Since an advocate has such drastic powers, he is also placed under very strict duties, the most fundamental being that he must be totally faithful to his client. He must not do any act that compromises the interest of his client and must, in fact, pursue every available legal avenue to protect the client’s interest. Similarly, the AG must never do anything to compromise the interests of the people and must, in fact, fight to protect these interests. He must be faithful to the people and their government.

What we are trying to evaluate now is whether Mr. Wako was a faithful lawyer to the people of Kenya. Did he protect our interests? Did he pursue every legal mechanism to advance our cause? Was Mr Wako a genuine parens patriae? The reaction of the public on his tenure shows that the people were not satisfied with his service, and did not regard him as an honest advocate of the public interest.

In the referendum carried out on August 4, 2010, the people voted to sack Mr. Wako by decreeing that he vacates his office within 12 months of the promulgation of the new Constitution. The other public servant to suffer this embarrassing termination of service by public sovereign decree was Chief Justice Evans Gicheru, who was given six months to vacate office.

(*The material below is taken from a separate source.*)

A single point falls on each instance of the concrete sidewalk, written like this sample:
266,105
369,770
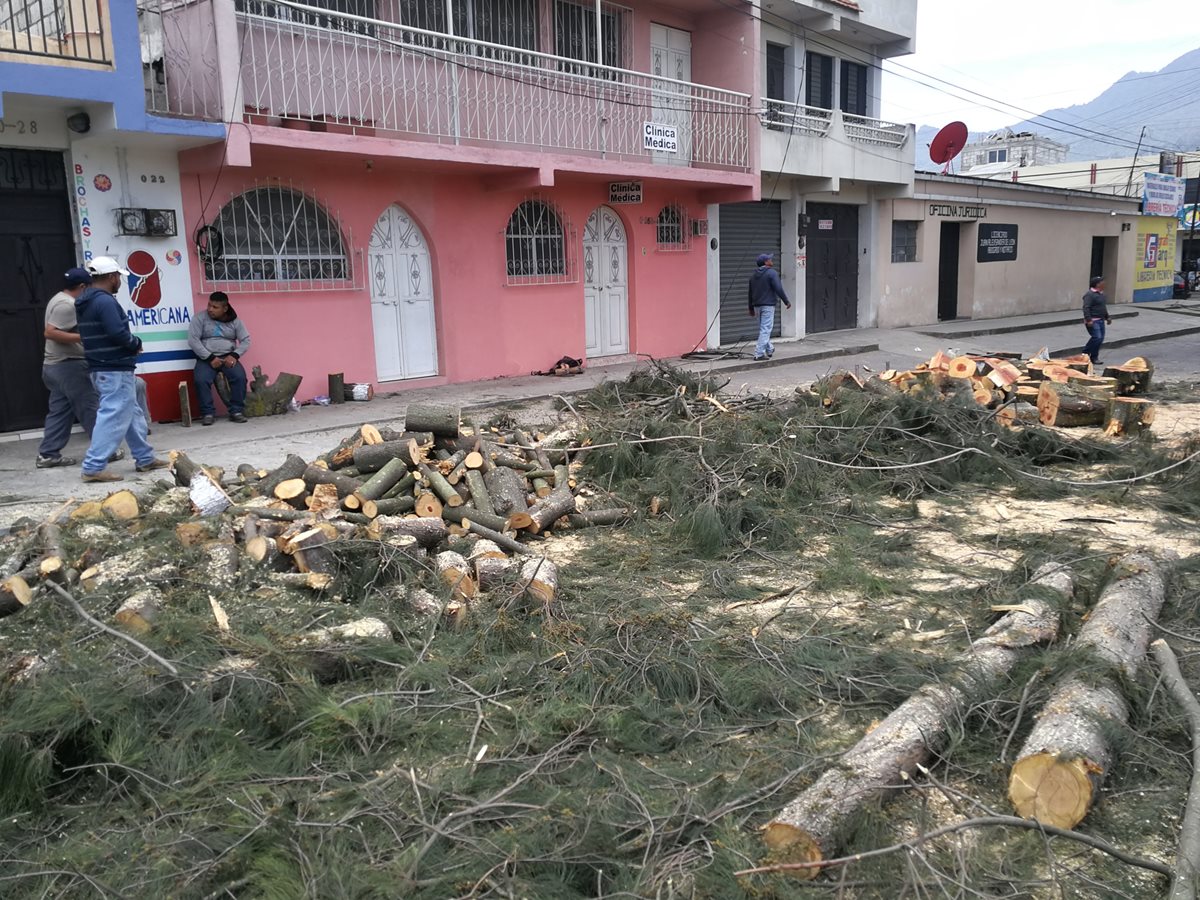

Mr. Wako does not view it this way because he really never saw himself as the parens patriae. He has never regarded himself as the attorney for the people. In his mind, the AG is appointed by the president so that he can serve the presidency. The best way to determine who Mr. Wako really served is by looking at who were the beneficiaries of his tenure. Is there any way in which the public can be said to have benefited from his tenure? In what ways was Mr. Wako the parens patriae?

I cannot see any way in which Mr. Wako can claim to have fought for or protected the public interest. He may have his explanations and excuses about his failings but he cannot claim to have delivered anything to the people. And it is impossible to identify any tangible benefit obtained by the public from Mr. Wako’s tenure at the AG’s office.

All official evaluations of Mr Wako’s performance are damning.

In October 2005, the Report of the Judicial Commission of Inquiry into the Goldenberg Affair stated as follows: “We did not receive any evidence to show that the Attorney-General moved to order police investigations into the affair. We can only conclude that no such action was undertaken … the record shows the reluctance on the part of the Attorney-General’s officers and counsels for the accused persons to proceed.”

In March 2006, the Public Accounts Committee of the Kenya National Assembly, in its report on the Anglo-Leasing scandal, said: “The committee finds that whereas the provisions of the procurement regulation empower the Attorney- General to participate in all stages, he has not done so in practice.”